Dimanche, je me suis réveillée relativement tôt pour aller profiter du soleil au Bois de la Cambre. Armée de tongs, lunettes de soleil, maillot de bain et crème solaire, je débarque dans un bois presque vide: beaucoup de joggeurs, mais pratiquement personne sur la pelouse. Bonheur: le havre de paix que je cherchais.

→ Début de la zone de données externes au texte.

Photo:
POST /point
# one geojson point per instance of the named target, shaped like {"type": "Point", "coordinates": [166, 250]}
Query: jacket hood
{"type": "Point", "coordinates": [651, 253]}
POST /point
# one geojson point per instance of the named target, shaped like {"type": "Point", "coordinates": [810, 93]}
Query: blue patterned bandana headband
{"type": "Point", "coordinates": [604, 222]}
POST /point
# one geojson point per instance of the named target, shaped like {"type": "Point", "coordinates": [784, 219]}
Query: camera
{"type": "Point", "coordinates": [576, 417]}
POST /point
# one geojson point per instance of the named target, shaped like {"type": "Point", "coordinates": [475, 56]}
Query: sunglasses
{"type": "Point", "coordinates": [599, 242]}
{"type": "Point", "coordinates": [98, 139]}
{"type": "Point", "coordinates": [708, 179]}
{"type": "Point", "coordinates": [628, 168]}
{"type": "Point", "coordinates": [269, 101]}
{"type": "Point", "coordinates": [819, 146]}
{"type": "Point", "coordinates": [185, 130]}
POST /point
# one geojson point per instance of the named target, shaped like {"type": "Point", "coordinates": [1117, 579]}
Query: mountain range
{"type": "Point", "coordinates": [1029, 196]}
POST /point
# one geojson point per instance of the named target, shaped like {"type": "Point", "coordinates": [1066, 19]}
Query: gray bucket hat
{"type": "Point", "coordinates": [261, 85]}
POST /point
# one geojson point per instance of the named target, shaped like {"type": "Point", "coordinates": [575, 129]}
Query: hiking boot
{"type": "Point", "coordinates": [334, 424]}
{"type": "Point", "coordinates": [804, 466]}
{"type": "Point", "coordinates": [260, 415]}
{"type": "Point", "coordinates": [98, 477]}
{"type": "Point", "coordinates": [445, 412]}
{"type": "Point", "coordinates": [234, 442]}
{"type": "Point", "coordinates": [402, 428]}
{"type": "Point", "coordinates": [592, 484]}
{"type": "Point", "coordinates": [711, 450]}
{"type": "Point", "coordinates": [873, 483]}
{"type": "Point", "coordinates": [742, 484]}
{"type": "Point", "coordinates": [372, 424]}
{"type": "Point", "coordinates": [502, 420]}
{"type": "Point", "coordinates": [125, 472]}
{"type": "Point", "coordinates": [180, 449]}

Après un moment d'hésitation pour décider où m'installer (trop de choix, tue le choix, c'est bien connu), je me pose en plein milieu de tout, loin des arbres et des sentiers. En trois minutes top chrono, ma séance de bronzage relaxant démarre. Snow Patrol comme musique d'ambiance, le ciel bleu au dessus de moi, la chaleur du soleil enveloppant mon corps, le moment est parfait. Je me croirais presque chez moi. D'ailleurs l'arrivée de footballeurs malpolis renforce ce sentiment d'être en Italie...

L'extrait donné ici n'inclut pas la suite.